Still, I’m looking at the band and I can’t help wondering what the hell they do to break the monotony of being on the road. They offer quips to the question. There is an awkward exchange involving fully clothed, separate bed, band bonding over episodes of Buffy The Vampire Slayer. Another about the movie Saw not enhancing song writing and then a nod to touring mates Drenge as the “weirdest and nicest guys in the world.” But, never having been in a touring rock band, I leave the interview confused as to how Wolf Alice can bring their “A Game” for every show. That thought stays with me as I arrive at Adelaide Hall later that evening.

It takes all of thirty seconds for those questions about monotony and energy levels on the road to be answered. The venue might be small, but the audience is loud, and from the opening chords of “Your Love’s Whore”, band and patrons alike show their enthusiasm for one another. With just a few instruments, a sound system and lights, Wolf Alice emerges with full rock star swagger. The show they put on is electric.

Joff Oddie’s fingers are up and down the neck of his Fender Jaguar, only interrupted on the occasions he flips over to a keyboard and then back to guitar. Joel Amey puts down the steady beat even when he takes the lead vocals on “Swallowtail.” Theo Ellis is all over the stage with the bass, whipping fans into frenzy as he leaps atop the kick drum in full ‘rock out’ pose. Ellie Roswell balances between the ethereal vocal moments of “Silk” and the explosiveness of “You’re A Germ.” While I hadn’t noticed the Radiohead influence on My Love Is Cool, hearing it performed live makes it all become clear. Nuances are flushed out and the show as a whole is proof that this band has surpassed the tag of “next big thing” and has become “the band to see.”

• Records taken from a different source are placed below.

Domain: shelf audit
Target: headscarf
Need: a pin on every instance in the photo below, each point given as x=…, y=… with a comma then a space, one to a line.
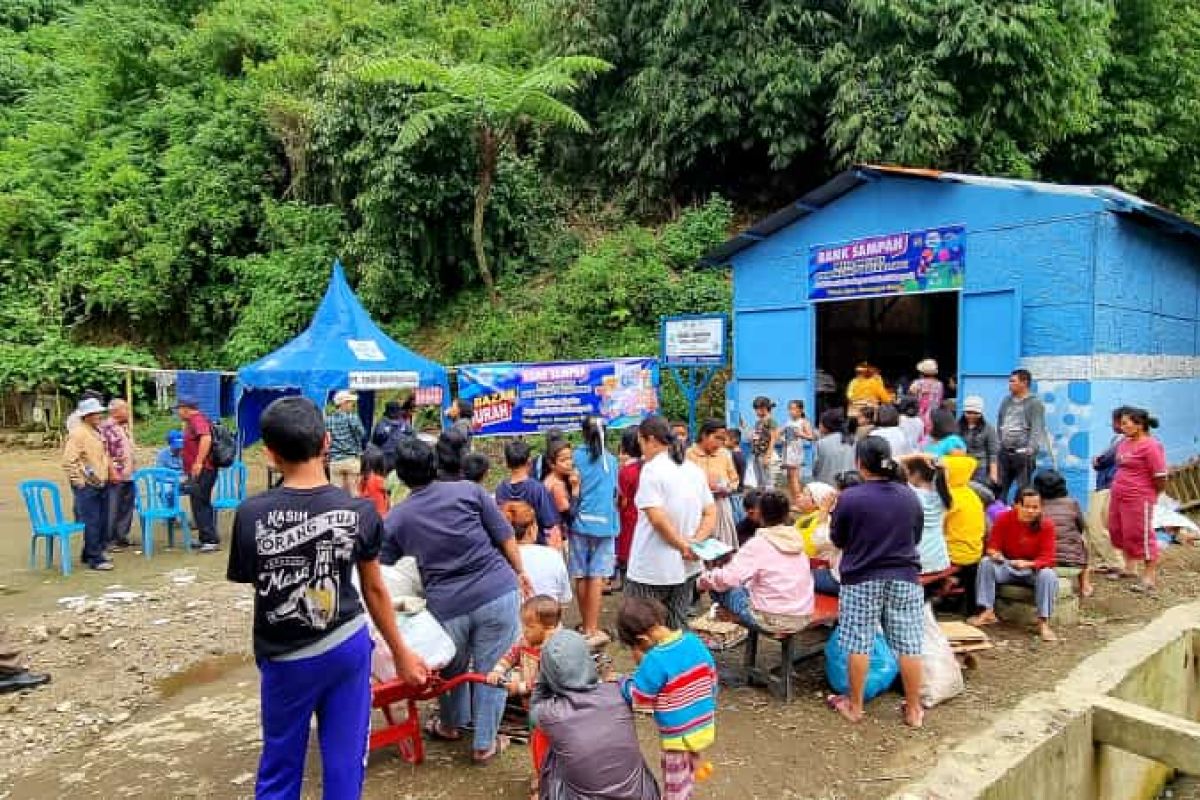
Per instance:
x=820, y=492
x=567, y=665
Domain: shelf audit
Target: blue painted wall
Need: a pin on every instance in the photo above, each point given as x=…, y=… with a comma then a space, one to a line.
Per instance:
x=1090, y=283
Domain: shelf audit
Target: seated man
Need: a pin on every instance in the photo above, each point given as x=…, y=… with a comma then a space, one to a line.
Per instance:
x=172, y=457
x=768, y=584
x=1020, y=549
x=15, y=678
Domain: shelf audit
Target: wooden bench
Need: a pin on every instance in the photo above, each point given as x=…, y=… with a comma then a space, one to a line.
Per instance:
x=795, y=647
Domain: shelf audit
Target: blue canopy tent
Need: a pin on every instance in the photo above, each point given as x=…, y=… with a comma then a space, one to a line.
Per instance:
x=342, y=348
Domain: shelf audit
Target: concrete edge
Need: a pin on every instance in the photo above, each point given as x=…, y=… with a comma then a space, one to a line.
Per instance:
x=985, y=758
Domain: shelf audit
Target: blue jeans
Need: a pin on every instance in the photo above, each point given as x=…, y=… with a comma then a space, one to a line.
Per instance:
x=823, y=583
x=480, y=638
x=737, y=602
x=91, y=509
x=335, y=686
x=1044, y=582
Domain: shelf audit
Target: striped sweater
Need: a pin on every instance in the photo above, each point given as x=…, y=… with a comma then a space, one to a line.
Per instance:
x=677, y=681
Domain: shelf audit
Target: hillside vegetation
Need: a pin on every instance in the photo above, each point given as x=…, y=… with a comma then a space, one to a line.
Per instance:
x=178, y=175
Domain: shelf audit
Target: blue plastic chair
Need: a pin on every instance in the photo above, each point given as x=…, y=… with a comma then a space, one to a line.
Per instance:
x=159, y=498
x=45, y=506
x=231, y=488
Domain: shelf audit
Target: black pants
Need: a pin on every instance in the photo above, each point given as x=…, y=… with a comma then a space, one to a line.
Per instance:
x=120, y=512
x=91, y=510
x=1015, y=469
x=201, y=492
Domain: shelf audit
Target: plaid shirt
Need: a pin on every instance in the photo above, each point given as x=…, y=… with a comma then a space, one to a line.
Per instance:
x=119, y=443
x=346, y=435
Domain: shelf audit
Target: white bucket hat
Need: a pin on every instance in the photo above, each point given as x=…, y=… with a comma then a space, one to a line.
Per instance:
x=89, y=407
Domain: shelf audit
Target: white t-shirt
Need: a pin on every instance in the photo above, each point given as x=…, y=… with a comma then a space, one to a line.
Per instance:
x=684, y=494
x=547, y=571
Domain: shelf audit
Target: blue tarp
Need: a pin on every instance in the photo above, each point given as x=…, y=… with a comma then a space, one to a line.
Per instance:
x=342, y=348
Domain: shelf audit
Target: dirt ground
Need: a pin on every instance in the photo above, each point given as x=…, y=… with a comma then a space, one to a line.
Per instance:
x=155, y=696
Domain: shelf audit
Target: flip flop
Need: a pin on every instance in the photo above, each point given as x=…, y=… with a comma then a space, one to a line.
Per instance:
x=433, y=729
x=904, y=715
x=498, y=746
x=840, y=703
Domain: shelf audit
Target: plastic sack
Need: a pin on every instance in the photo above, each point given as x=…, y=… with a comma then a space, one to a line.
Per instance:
x=880, y=675
x=942, y=673
x=420, y=631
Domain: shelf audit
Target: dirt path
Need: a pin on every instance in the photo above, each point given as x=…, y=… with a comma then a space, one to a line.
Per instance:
x=154, y=693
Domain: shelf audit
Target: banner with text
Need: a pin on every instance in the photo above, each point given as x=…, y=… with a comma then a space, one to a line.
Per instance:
x=906, y=263
x=522, y=398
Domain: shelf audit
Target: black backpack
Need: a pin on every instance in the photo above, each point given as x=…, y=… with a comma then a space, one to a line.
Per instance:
x=225, y=446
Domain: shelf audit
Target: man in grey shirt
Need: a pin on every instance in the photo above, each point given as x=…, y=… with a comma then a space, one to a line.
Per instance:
x=1021, y=423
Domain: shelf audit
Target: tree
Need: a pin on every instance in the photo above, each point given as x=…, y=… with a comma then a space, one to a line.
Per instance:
x=495, y=103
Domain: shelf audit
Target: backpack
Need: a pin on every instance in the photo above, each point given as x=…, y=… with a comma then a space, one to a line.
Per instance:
x=225, y=446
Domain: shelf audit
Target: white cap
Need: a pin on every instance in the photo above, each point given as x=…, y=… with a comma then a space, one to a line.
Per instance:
x=90, y=405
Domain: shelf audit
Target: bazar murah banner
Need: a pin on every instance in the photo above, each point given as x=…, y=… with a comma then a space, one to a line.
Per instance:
x=523, y=398
x=906, y=263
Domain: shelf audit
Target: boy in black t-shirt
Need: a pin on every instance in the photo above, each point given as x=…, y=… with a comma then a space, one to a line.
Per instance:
x=299, y=545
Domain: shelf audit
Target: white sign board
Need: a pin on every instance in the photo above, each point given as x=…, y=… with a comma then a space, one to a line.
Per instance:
x=694, y=340
x=366, y=349
x=372, y=380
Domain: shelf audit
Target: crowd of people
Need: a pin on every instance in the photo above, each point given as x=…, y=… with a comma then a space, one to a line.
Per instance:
x=904, y=503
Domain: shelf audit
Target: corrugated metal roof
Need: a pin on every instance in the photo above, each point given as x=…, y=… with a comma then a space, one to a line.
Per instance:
x=1116, y=202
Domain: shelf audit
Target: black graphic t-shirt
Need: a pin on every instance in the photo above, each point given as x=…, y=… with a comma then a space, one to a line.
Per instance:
x=299, y=547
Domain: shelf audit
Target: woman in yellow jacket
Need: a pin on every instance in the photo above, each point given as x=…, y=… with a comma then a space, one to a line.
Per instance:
x=867, y=388
x=965, y=524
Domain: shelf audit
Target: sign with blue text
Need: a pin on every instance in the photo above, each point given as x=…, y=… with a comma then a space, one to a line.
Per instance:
x=895, y=264
x=694, y=341
x=526, y=398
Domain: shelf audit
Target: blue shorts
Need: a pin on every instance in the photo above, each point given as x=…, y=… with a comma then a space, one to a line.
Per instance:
x=591, y=557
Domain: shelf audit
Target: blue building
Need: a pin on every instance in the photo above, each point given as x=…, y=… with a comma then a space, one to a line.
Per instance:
x=1095, y=292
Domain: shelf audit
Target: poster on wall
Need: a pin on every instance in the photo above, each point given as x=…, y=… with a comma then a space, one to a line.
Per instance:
x=525, y=398
x=694, y=340
x=905, y=263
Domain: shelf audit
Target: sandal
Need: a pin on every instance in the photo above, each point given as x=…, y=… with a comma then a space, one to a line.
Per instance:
x=840, y=703
x=433, y=729
x=904, y=715
x=498, y=746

As the final encore ends with “Smiling Mona Lisa”, there is a mutual admiration thing going on with the band thanking the audience, and the crowd wanting more. A promise to return soon is given, and people disperse with wide grins. Driving home, I realize that to Wolf Alice, being on the road in a bus is a small price to pay for the opportunity to have a great night playing their music to appreciative fans.